This is what I'm talking about as a failure to create a culture of fitness.  The Command Team encourages it and tries to fit it into the schedule, but that's not good enough.  As an organization, we have to adjust the schedule to the fit the requirements, not try to squeeze the requirements into the existing schedule.  In other words, if it now takes us four weeks to prepare a ship for a deployment, perhaps we should now take five weeks in order to work in an hour a day for PT?  Impossible you say?  Not at all.  It just requires a change in mindset.  Remember when we could accumulate leave?  We used to combine short work periods with leave periods (essentially meaning that the Engineering Department got no leave).  When we changed the rules on leave accumulation, we had to stop doing that.  Now we have dedicated leave periods, yet the sky didn't fall (despite those who swore it would) and we still manage to put ships to sea.  Frankly, unless the bad guys are coming over the horizon, many of our deadlines are arbitrary anyway.  We just need to change the mindset.


----------



## Halifax Tar

Pusser said:
			
		

> This is what I'm talking about as a failure to create a culture of fitness.  The Command Team encourages it and tries to fit it into the schedule, but that's not good enough.  As an organization, we have to adjust the schedule to the fit the requirements, not try to squeeze the requirements into the existing schedule.  In other words, if it now takes us four weeks to prepare a ship for a deployment, perhaps we should now take five weeks in order to work in an hour a day for PT?  Impossible you say?  Not at all.  It just requires a change in mindset.  Remember when we could accumulate leave?  We used to combine short work periods with leave periods (essentially meaning that the Engineering Department got no leave).  When we changed the rules on leave accumulation, we had to stop doing that.  Now we have dedicated leave periods, yet the sky didn't fall (despite those who swore it would) and we still manage to put ships to sea.  Frankly, unless the bad guys are coming over the horizon, many of our deadlines are arbitrary anyway.  We just need to change the mindset.

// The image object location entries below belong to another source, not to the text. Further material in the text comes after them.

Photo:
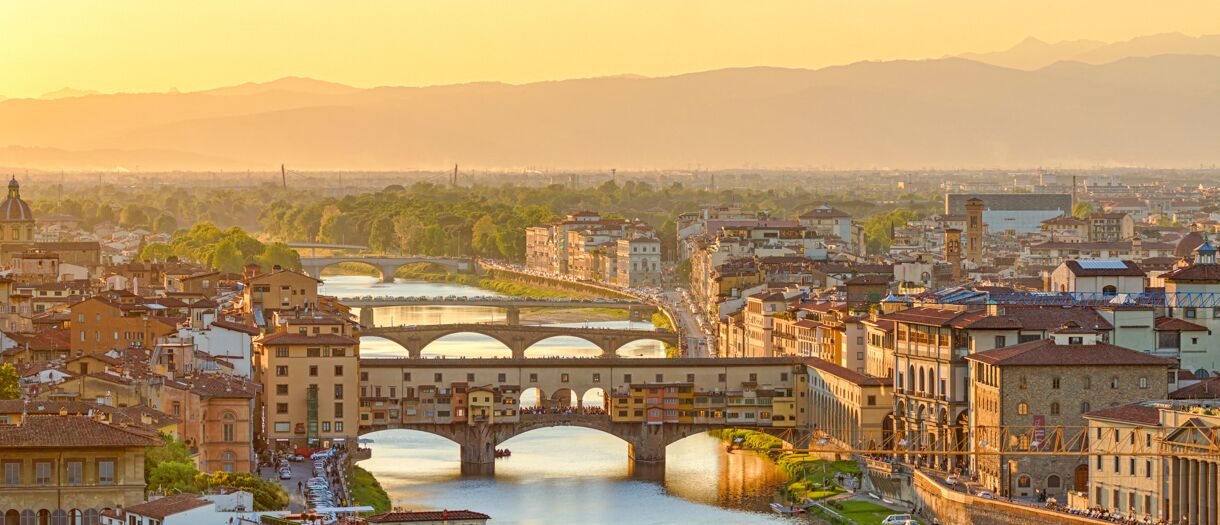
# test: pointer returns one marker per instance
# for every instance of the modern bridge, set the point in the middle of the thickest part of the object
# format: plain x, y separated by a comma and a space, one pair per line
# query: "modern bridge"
511, 305
516, 337
386, 265
648, 403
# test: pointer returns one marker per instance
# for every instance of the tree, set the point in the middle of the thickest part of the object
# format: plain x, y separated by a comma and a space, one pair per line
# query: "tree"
10, 382
156, 252
382, 237
133, 216
279, 254
227, 258
172, 476
165, 224
482, 237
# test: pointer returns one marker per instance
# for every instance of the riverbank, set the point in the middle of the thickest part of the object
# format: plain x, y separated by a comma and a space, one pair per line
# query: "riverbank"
365, 490
809, 477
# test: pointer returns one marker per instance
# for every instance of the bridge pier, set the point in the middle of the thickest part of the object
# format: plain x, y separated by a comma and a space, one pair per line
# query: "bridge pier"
649, 445
366, 316
387, 272
513, 315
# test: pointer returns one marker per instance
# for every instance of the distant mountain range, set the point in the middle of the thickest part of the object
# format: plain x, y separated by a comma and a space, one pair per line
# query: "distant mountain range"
1032, 54
1160, 110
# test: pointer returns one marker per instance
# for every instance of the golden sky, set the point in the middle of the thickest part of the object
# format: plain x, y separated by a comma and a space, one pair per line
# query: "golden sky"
122, 45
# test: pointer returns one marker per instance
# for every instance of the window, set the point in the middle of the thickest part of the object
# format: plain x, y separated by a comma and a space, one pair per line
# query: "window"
75, 471
43, 473
106, 471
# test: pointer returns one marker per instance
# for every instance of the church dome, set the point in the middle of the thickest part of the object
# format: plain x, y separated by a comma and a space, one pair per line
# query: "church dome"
14, 209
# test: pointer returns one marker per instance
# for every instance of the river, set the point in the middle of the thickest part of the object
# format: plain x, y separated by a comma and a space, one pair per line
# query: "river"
563, 475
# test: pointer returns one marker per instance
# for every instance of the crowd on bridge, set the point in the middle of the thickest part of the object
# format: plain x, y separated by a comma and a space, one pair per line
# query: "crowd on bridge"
563, 410
1113, 517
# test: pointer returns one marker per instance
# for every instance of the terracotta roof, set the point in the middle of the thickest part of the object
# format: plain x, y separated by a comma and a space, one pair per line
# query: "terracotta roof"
427, 515
825, 210
848, 374
54, 431
167, 506
1037, 318
237, 326
295, 338
1177, 325
1047, 353
1130, 270
1193, 272
1136, 413
1208, 388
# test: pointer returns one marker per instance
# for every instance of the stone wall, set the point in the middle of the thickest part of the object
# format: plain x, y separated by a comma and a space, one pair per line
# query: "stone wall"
937, 502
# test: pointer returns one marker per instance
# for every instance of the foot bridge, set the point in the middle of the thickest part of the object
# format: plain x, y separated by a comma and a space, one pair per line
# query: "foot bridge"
516, 337
648, 403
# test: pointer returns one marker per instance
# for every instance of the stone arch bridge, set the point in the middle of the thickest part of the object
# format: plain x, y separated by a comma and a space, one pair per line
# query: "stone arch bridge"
649, 403
516, 337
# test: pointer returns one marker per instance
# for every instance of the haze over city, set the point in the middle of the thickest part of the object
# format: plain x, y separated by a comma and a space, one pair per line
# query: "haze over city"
610, 263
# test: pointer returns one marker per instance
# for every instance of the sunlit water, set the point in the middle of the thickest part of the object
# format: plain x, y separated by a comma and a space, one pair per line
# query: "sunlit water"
563, 475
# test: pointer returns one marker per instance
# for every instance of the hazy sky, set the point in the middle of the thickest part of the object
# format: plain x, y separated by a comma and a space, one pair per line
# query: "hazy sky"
120, 45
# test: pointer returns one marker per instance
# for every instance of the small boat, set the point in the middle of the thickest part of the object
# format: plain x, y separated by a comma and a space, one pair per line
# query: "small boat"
785, 509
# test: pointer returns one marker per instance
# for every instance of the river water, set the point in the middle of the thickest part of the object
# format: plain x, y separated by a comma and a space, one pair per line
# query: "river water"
563, 475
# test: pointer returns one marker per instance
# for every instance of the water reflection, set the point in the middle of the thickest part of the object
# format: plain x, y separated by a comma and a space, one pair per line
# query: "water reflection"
567, 475
561, 475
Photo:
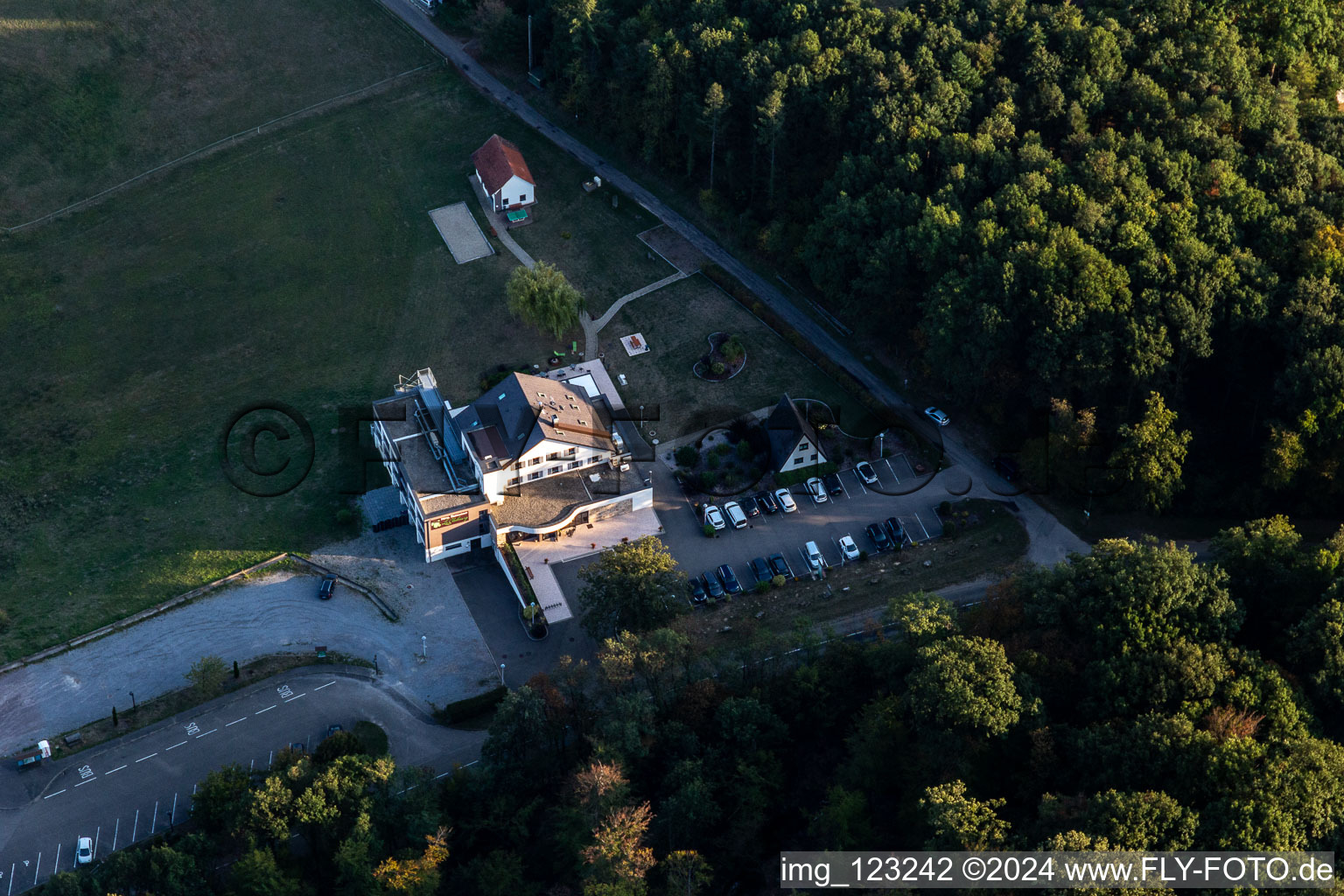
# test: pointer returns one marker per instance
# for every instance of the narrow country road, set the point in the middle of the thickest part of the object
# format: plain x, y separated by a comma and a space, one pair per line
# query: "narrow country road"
1050, 540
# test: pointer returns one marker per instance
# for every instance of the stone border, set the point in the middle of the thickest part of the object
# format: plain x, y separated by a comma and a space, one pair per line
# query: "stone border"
185, 598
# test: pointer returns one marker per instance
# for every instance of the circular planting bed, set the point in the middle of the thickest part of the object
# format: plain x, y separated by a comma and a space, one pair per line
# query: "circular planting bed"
724, 359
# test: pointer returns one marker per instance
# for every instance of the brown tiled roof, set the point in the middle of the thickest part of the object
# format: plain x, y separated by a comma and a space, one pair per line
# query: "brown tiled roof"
498, 160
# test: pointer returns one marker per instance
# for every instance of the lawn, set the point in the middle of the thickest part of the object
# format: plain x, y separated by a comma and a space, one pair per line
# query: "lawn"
300, 266
990, 549
676, 320
584, 236
100, 90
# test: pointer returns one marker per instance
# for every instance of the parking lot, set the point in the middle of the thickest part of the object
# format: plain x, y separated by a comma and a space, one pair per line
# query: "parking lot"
845, 514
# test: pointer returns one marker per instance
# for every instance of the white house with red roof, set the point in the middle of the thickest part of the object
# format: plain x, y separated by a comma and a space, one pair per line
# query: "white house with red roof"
503, 175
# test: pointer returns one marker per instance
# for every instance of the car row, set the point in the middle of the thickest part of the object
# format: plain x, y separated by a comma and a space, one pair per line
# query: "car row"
737, 512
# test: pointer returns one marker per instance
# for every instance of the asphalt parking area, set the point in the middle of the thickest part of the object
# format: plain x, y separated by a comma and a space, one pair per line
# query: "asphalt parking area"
845, 514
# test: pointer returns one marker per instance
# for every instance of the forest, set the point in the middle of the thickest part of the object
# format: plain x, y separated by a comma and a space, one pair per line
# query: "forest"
1133, 699
1086, 206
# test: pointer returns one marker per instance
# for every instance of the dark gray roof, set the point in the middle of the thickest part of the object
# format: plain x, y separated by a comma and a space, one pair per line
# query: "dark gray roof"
785, 426
524, 409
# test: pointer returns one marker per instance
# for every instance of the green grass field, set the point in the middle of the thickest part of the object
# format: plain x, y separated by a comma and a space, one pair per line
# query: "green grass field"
95, 92
675, 321
298, 268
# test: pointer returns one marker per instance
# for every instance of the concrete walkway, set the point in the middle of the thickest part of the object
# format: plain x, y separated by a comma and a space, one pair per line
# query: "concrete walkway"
1051, 542
501, 233
593, 326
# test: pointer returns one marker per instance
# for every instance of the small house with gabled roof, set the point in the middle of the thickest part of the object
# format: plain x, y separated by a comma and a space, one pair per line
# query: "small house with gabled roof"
503, 175
794, 442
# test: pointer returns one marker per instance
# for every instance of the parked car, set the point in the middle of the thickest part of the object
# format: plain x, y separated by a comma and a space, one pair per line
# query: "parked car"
1007, 468
730, 580
766, 501
817, 491
761, 570
812, 554
696, 590
878, 536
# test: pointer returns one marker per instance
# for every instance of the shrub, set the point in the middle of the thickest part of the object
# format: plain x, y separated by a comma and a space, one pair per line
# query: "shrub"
468, 708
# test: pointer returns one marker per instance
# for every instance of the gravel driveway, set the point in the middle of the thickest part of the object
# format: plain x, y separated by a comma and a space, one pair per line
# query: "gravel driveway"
277, 612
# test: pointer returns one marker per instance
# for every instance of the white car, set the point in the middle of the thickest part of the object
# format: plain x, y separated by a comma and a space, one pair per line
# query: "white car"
817, 489
737, 516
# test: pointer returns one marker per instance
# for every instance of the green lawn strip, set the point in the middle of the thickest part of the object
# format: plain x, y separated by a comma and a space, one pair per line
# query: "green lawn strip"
676, 320
100, 92
990, 549
300, 268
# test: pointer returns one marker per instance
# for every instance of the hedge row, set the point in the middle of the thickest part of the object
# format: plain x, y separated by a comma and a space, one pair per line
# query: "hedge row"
472, 707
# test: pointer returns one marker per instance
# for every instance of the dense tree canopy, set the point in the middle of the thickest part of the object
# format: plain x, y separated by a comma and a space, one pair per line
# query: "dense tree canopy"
1042, 200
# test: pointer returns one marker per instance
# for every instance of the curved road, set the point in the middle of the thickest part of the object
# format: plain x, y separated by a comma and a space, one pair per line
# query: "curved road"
1050, 540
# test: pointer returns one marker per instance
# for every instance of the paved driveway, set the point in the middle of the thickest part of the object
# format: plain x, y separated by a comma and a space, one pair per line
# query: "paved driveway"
277, 612
845, 514
125, 790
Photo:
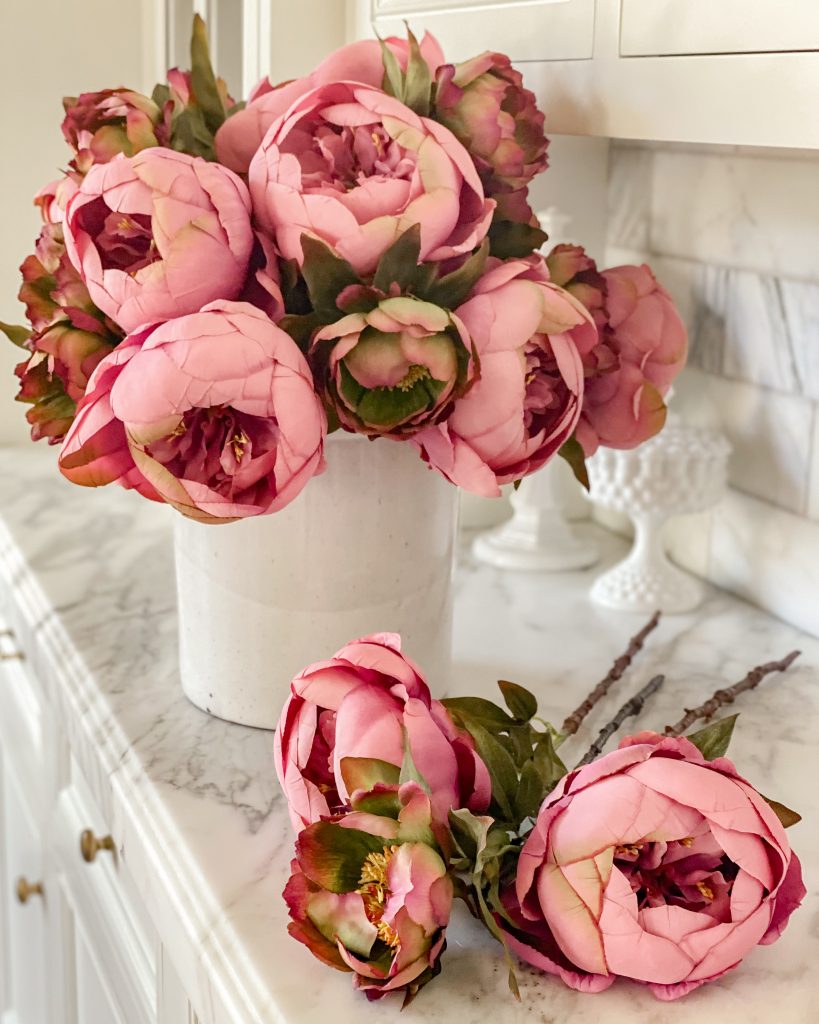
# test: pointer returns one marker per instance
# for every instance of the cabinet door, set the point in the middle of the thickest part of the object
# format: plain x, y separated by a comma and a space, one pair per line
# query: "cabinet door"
24, 921
526, 30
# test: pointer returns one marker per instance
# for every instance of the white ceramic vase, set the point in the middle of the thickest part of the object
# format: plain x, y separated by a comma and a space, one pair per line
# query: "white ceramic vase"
367, 547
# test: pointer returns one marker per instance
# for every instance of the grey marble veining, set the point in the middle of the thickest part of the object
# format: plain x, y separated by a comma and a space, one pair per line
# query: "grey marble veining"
87, 581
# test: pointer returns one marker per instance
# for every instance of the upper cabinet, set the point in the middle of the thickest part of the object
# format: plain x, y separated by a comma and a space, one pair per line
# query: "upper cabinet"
689, 71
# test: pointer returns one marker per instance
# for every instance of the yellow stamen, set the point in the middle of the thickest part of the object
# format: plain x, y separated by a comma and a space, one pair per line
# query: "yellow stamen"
238, 443
374, 889
415, 374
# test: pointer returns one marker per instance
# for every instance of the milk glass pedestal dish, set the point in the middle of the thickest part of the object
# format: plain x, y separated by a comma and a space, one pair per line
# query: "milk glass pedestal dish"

I totally agree with you in all respects but there is another factor in this equation that is not mentioned. The Navy is heavily civilian driven and I think this had led to Navy that is out of whack some what with the requirements of the CF when it comes to PT.

I know on the east coast the fleet seems to revolve around FMF and the whims of its union controlled/restrained pers. This may be harsh but anyone with time in a FMF will know exactly what I'm talking about.


----------



## Stoker

Halifax Tar said:
			
		

> I totally agree with you in all respects but there is another factor in this equation that is not mentioned. The Navy is heavily civilian driven and I think this had led to Navy that is out of whack some what with the requirements of the CF when it comes to PT.
> 
> I know on the east coast the fleet seems to revolve around FMF and the whims of its union controlled/restrained pers. This may be harsh but anyone with time in a FMF will know exactly what I'm talking about.



I know what your saying. I would even go further and say the union is out of control in that yard. Its bad enough that they are allowed in the dockyard gym.


----------



## Halifax Tar

Chief Stoker said:
			
		

> I know what your saying. I would even go further and say the union is out of control in that yard. Its bad enough that they are allowed in the dockyard gym.



I actually have no problem with them in the gym. I do have a problem when one of my LS fails his PT test, I administer the IC with directed remedial PT 5 times a week for 12 weeks and the civi "supervisor" gets up in arms and I have to defend my action. Yet when it comes time to write PERs on this LS and I ask this supervisor in question for DIV Notes I get exactly as follows:

LS Bloggins works well with others
LS Bloggins smiles allot 

JUNK!!!!


----------



## Haggis

jwtg said:
			
		

> Haggis' post was condescending to anyone who struggles with the EXPRES, yet toughs it out and passes.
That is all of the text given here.